Eppure non sarebbe difficile prevenire almeno le truffe. È vero che i malvagi ci saranno sempre e che nessuna polizia ha mai estinto il crimine. Però la soluzione esiste ed è ortodossa sul piano giuridico. È sufficiente vietare alle società quotate di avere rapporti economici di una certa entità con società e istituzioni finanziarie insediate in paradisi fiscali o societari. Il principio è quello dell’identità certa in operazioni che abbiano a che fare con la sicurezza pubblica.
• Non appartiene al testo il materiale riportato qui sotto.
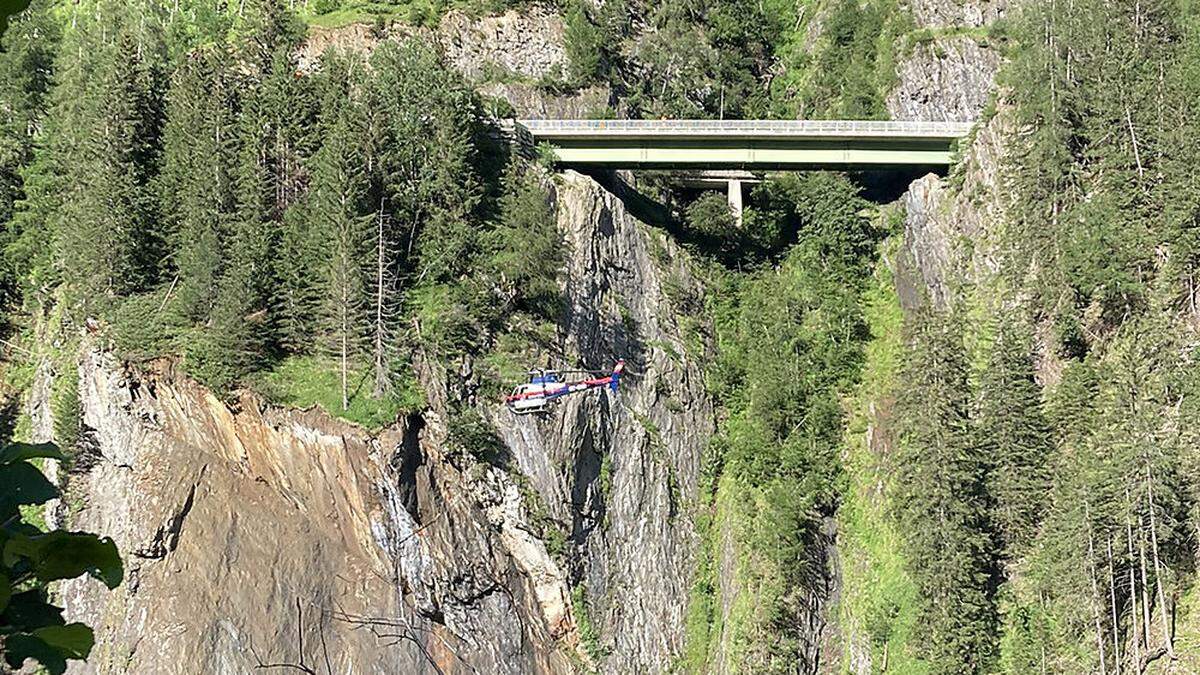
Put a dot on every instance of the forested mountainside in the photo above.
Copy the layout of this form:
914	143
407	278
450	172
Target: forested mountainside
268	269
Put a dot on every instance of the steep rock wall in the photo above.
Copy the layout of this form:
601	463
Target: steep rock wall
255	535
948	76
507	55
622	471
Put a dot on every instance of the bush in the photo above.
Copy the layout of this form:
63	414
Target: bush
325	6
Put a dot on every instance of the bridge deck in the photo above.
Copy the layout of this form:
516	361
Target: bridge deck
748	143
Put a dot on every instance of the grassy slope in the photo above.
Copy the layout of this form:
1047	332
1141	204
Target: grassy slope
306	381
879	601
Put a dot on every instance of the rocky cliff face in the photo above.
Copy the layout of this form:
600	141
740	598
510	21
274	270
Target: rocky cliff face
261	536
509	57
949	73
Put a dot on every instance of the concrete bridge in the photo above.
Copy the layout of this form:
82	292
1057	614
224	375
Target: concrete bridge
748	144
736	148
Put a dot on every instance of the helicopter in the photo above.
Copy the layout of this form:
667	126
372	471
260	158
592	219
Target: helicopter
547	386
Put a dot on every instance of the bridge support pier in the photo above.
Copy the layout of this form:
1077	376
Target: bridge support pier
735	195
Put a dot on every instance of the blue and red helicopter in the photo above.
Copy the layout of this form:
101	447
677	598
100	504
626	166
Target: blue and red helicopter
547	386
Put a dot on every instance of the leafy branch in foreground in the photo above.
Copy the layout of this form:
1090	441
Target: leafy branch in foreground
30	626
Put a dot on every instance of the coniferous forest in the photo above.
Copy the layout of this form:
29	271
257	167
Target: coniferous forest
1013	471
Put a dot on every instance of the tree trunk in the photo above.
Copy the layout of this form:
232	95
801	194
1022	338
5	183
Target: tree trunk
1133	586
1113	607
1096	590
1158	569
381	374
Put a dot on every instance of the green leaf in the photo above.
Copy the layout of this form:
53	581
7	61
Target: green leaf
21	646
22	483
5	592
10	7
29	610
66	555
73	640
19	452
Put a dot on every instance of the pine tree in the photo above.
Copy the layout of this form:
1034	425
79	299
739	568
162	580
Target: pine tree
1014	438
27	65
342	215
107	112
196	187
941	501
425	156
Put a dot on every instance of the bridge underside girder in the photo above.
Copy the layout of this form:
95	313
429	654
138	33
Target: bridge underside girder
751	155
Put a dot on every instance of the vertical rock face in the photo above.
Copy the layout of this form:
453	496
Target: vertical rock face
527	43
947	13
951	75
947	79
256	536
622	471
946	231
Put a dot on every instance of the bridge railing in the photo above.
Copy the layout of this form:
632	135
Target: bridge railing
768	127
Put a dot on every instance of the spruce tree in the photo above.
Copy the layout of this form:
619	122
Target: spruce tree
342	216
941	500
107	112
1014	438
196	187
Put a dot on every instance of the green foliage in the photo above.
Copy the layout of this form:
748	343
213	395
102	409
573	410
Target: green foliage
588	634
310	381
585	46
879	597
1014	436
31	627
941	502
790	344
7	10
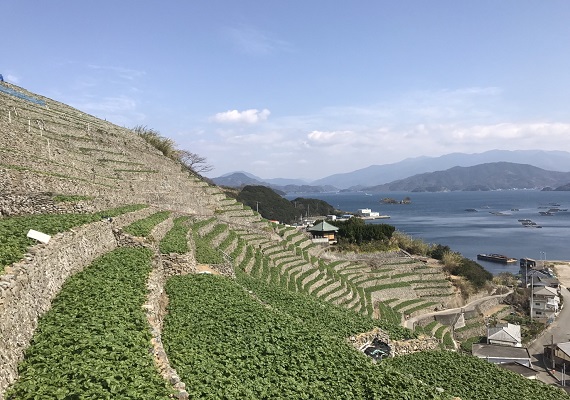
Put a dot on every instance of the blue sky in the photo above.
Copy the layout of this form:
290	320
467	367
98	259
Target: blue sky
304	89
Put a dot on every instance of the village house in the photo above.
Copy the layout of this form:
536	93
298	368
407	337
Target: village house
560	352
323	232
545	303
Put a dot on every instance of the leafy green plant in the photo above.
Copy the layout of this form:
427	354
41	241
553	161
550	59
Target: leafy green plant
144	226
175	240
93	343
252	351
13	230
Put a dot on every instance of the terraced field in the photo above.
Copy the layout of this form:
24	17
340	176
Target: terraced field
112	306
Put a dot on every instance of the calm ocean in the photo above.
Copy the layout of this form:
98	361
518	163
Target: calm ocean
442	218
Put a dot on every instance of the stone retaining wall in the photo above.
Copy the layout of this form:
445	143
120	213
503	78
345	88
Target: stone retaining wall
28	287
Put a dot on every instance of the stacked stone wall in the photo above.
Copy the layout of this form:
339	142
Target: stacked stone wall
28	287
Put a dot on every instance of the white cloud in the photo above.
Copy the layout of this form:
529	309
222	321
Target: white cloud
330	138
252	41
251	116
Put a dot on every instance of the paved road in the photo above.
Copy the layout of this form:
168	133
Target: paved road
409	323
559	330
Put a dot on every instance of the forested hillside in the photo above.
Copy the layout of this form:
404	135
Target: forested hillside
155	285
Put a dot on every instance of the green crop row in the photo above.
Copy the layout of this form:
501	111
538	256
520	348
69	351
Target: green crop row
468	377
250	351
176	239
94	341
13	230
144	226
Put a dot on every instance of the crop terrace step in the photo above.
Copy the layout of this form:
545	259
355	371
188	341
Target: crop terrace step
345	295
313	280
343	291
325	290
249	265
342	265
204	230
220	238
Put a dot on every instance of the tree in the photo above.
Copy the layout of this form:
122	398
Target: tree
166	146
194	161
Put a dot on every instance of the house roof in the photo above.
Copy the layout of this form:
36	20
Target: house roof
323	227
565	347
549	281
509	333
497	351
546	291
519	369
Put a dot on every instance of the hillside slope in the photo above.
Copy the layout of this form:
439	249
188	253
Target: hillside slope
83	315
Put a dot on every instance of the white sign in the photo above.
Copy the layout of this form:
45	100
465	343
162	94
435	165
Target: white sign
40	237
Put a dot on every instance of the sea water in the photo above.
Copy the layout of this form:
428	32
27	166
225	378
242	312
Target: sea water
442	218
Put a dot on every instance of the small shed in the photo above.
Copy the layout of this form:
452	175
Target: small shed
497	354
527	372
324	231
505	334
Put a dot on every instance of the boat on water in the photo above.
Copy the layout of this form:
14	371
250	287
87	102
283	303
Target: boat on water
496	258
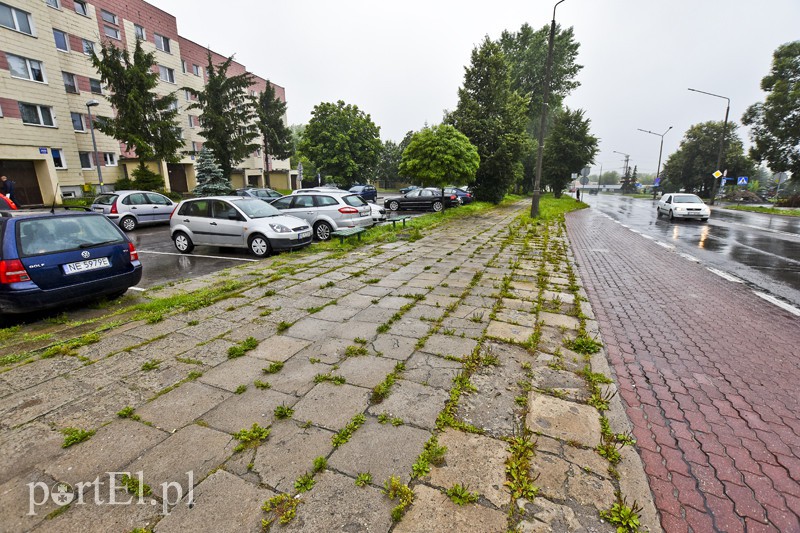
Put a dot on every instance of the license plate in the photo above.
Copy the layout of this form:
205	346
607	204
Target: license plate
85	266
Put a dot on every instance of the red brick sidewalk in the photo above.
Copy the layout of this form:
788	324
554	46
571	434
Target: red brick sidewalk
710	376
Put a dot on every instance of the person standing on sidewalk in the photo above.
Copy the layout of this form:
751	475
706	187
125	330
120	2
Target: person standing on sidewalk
7	188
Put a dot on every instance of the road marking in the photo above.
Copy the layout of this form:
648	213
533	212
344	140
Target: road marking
783	305
725	275
198	255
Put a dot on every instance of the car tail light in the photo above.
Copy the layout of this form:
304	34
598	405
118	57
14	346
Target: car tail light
13	271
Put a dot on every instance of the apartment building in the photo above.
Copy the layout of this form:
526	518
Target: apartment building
47	81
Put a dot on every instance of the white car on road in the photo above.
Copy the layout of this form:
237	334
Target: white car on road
682	205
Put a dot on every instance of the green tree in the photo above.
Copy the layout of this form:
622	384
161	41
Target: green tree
493	116
145	121
569	147
211	180
440	156
276	135
343	142
690	167
228	121
775	123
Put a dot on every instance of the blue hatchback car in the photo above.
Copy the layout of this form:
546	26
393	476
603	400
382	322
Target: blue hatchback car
54	259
In questo caso, la sicurezza del pubblico risparmio. Se accadesse, è certo che centinaia di prestanome a Jersey, Madeira, Vaduz, Montecarlo, Nassau e così via dovrebbero trovarsi un lavoro onesto. Ma il problema non sono i livelli occupazionali. Se i paradisi chiudono, i ricchi devono pagare le tasse. Arrivederci alla prossima Parmalat.